【長谷川 学】日本医師会が「新型コロナ対策」の足を引っ張っている…あきれた実態 その言動には違和感しかない

2020年4月12日

現代ビジネス

オンライン診療に猛反対

日本医師会の猛反対を受けて、1ヵ月前に政府の新型コロナ対策から外されていた「オンライン診療」事業予算が、4月7日発表の政府の新型コロナ経済対策第3弾に、ようやく盛り込まれた。

オンライン診療とは、スマートフォンやパソコンのビデオ通話機能を使い、医師が自宅などにいる患者を診察して薬を処方するもの。患者の利便性が格段に高まるだけでなく、医療機関受診に伴う感染を回避でき、医療機関側も、感染の可能性のある患者や軽症者、無症状者と直接接触せずに診察することで院内感染を防止できるという利点がある。

このため政府は、3月はじめの時点でコロナ対策にオンライン診療を活用することを決め、3月10日に発表されたコロナ対策第2弾にいったん盛り込んだ。ところが、それに「日本最大の圧力団体」ともいわれる日本医師会が猛反発したため、厚労省が発表直前に対策から外した経緯がある。

その詳細については、4月2日の筆者記事で報じたので繰り返さないが、日医の反対によって、結果的にオンライン診療活用に向けた体制整備作業の開始は1ヵ月遅れになった。その間にも感染は拡大し、4月7日に全国1都6府県で緊急事態宣言が出されるに至った。

いま、多くの患者が訪れる病院が感染拡大の起点のひとつになっているとの見解がある。全国の病院では、院内感染も数多く報告されている。日本医師会には改めて猛省を促したい。

「日医には逆らえない」

厚労省関係者は、今回のオンライン診療解禁に至るまでの紆余曲折をこう話す。

「政府の規制改革会議やIT関係議員は、すでに2月から、コロナ対策でオンライン診療を活用すべきだと主張してきました。それに対し日医は頑強に抵抗してきましたが、新型コロナの感染拡大を受け、世論の風向きが変わってきた。『抵抗勢力』として厳しく批判されることを恐れた日医執行部は、急遽方向転換し、厚労省もそれに従ったのです」

新聞各紙は、厚労省がオンライン診療阻止の元凶のように報じてきたが、この関係者によると、「厚労省の現場は一貫してオンライン診療推進の立場だった」という。

「だからこそ厚労省は現場の声を踏まえ、3月10日の第2弾にいったんオンライン診療を盛り込んだのです。ところが日医執行部の猛反発を受け、いつも日医の顔色をうかがっている鈴木俊彦事務次官や吉田学医政局長をはじめとする幹部がビビって、対策から外してしまったのです」

この関係者によると、厚労省には「政府・自民党に大きな影響力を持つ日医に逆らうと、省内で出世できない」という不文律があるという。

ここで補助金を要求か?

さらに、厳しい批判を受けている政府の経済対策と日医の関係についても、気になる事実がある。自民党関係者が語る。
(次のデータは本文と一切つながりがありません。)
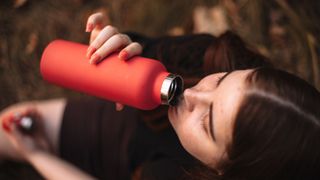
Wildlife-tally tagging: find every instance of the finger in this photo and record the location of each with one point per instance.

「オンライン診療が日医の反対で経済対策第2弾から外された後の3月19日、日医は自民党のコロナ対策本部によるヒアリングで予算要求をしてきました。呆れたのは、真っ先に要求してきたのが新型コロナの患者救済に関することではなく、診療所や中小病院への補償だったことです」

日医のペーパーには『休業や一部閉鎖への補償』とあり、その目的として『地域医療・かかりつけ医療機能の継続のため』と書かれていた。

「日医には全国32万人の医師のおよそ半数が加入していますが、執行部は地域の診療所や中小病院の院長・理事長が占めています。ペーパーには、診療所や中小病院向けと明言こそされていませんでしたが、地域医療・かかりつけ医療の中心は診療所などですから、私を含め、このペーパーを読んだ政治家や官僚は例外なく“これは診療所と中小病院への補助金要求だ”と受け止めました」(自民党関係者)

診療所などの「休業や一部閉鎖への補償」の具体的項目としては、(1)雇用継続のための人件費(2)医療機器等の維持費(3)光熱費(4)不動産賃料(5)手元資金があげられていた。手元資金については「無利子・低利子融資など」とある。

「コロナとの戦いの最前線である感染症指定病院の人員拡充や手当の支給は緊急性があり、極めて重要です。しかし、それ以外の一般の診療所、たとえば患者が来なくなって困っている診療所や、感染を恐れて患者を断っているような診療所の補償問題は、たとえ必要になったとしても優先順位は高くないはず。あのペーパーには正直、違和感を持ちました」(前出・自民党関係者)

日医側からすると、単に要求項目を箇条書きしただけなのかもしれないが、ペーパーのトップ項目に “診療所の休業補償” を掲げては、これが要求の「1丁目1番地」であると受け止られても仕方あるまい。 

「患者最優先」ではないのか

ちなみに日医が「休業や一部閉鎖への補償」の次に要求したのは「民間保険の充実」で、具体的には、コロナ感染で休業したときの所得補償保険の補償を拡大することなどだった。

そして3番目にようやく「重症患者の増大に向けた備え」が入り、(1)ECMO(体外式模型人工肺)治療等が必要な重症患者を受け入れる医療機関の要員確保のための費用(2)空床確保(3)都道府県医師会も参画する病床確保、広域搬送のための協議会、ネットワークづくり(4)他院へのほかの疾病入院患者・手術予定患者の転院や入院取りやめに伴う諸支出への補填を求めている。

要するに、要求の順序が逆、患者ではなく医療者、それも一般の診療所優先になっているのだ。

もっとも、この「重症患者の増大に向けた備え」の内容についても、日医会員の医師からは疑問の声が出ている。神奈川県の日医会員の医師が語る。

「日医の会員は、地元の市の医師会会員も務めています。クルーズ船『ダイヤモンド・プリンセス』で新型コロナの集団感染が起きたとき、神奈川県医師会の幹部が、県下の市の医師会に“クルーズ船対策のために医師を派遣せよ”と要請してきたことがあった。ところが、うちの市の医師会には、感染症の専門家もECMOのような対外式人工肺を操れる医師もいない。そこで市医師会では“そんな素人の医師が応援に行っても邪魔になるだけだ”と判断して派遣を断念しました。

日医の執行部もそうだが、各都道府県医師会執行部の高齢の医師たちに、感染症や最新の医療機器についての専門的知識があるとは思えない。都道府県医師会が参画すれば、指揮命令系統がさらに複雑になり、混乱するだけではないか」

対コロナの現場でいまも多くの感染症専門医や医療スタッフが踏ん張っている中、日医や都道府県医師会執行部の感覚は、国民から遊離していないか。